Les deux hommes éclatèrent de rire et s’accolèrent chaudement. Ils s’étaient connus sur les bancs de l’école militaire quand Feris exerçait comme instructeur. Jens était son plus brillant élève. À la fin de ses études, Park l’avait promu officier et choisi comme aide-de-camp. Ils avaient gravi les échelons de la hiérarchie ensemble jusqu’à l’épisode tragique de la bataille d’Edidris. À cette époque, ils étaient inséparables.

« Depuis quand es-tu de retour sur Irotia ?

– Seulement quelques jours. Maz m’a fait venir pour lutter contre un padrón dont les ambitions commencent à l'inquiéter. Un certain Ludo Willys, tu connais ?

Le visage de l’amiral se renfrogna.

– Qui ne connait pas la bande à Ludo ? soupira-t-il. Ses hommes ont pris le contrôle de la Ruche, dans le quartier est. Le vieux secteur industriel est devenu leur terrain de jeu, la Sécurité Civile n’ose plus y mettre les pieds. Tous les jours il y a des fusillades et de nouvelles agressions. Pas plus tard qu’hier, ils ont incendié un bar et plusieurs usines désaffectées.

– Je sais, j’étais sur place quand le bistrot a explosé. Mais ce n’est pas le gang de Willys qui a fait le coup, les hangars lui appartenaient. Il s’en servait pour stocker son alcool de contrebande.

Jens fronça les sourcils d’un air inquiet.

– Tu n’es pas seulement venu saluer un ancien camarade, pas vrai ? Tu as besoin d’un coup de main dans cette affaire ?

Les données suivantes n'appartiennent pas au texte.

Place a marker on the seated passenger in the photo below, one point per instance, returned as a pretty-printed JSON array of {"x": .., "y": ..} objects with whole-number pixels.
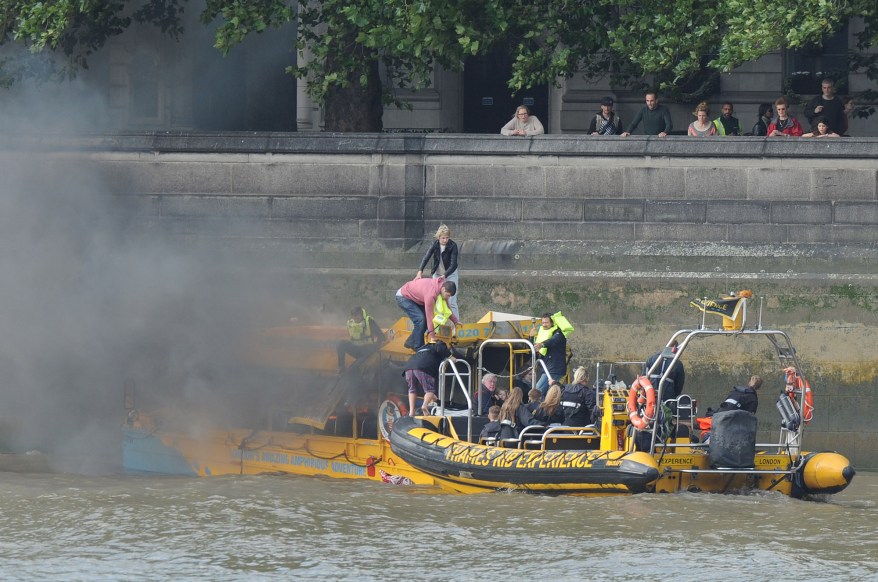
[
  {"x": 578, "y": 400},
  {"x": 513, "y": 415},
  {"x": 549, "y": 411},
  {"x": 492, "y": 429},
  {"x": 743, "y": 397},
  {"x": 488, "y": 394}
]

– Oui, j’ai une faveur à te demander. Le troquet de Willys a été attaqué par un commando en exoarmures. J’ai reconnu le modèle, il correspond à celui employé par tes unités. J’en ai vu une identique dans le bureau de Maz, hier.

L’amiral se crispa.

– Tu insinues que mes hommes sont responsables de cet attentat ?

– Bien sûr que non. Je suis convaincu que ces lascars n’étaient pas des soldats. En revanche, je pense que leur matériel provenait de tes armureries. Ce genre d’équipement est très difficile à se procurer sur le marché noir.

– C’est impossible ! Tous nos entrepôts sont hautement sécurisés et aucune alarme n’a été déclenchée. Nous procédons à un inventaire chaque semaine et nos exoarmures sont équipées de balises qui transmettent leur position en temps réel.

– Ils auraient pu engager un technicien pour faire le coup. Quelqu’un capable de pirater vos traceurs.

– Même si c’était le cas, nous avons des sentinelles, Feris ! Des verrous électroniques, des lecteurs d’empreintes, sans compter qu’il faudrait sortir le matériel de la base sans être vu !

Le mercenaire baissa la voix et ajouta, sur le ton de la confidence :

– Justement. J’ai de bonnes raisons de croire que les coupables ont bénéficié d’une complicité interne. Si tu m’autorises à jeter un œil à ton armurerie, je pourrais peut-être... »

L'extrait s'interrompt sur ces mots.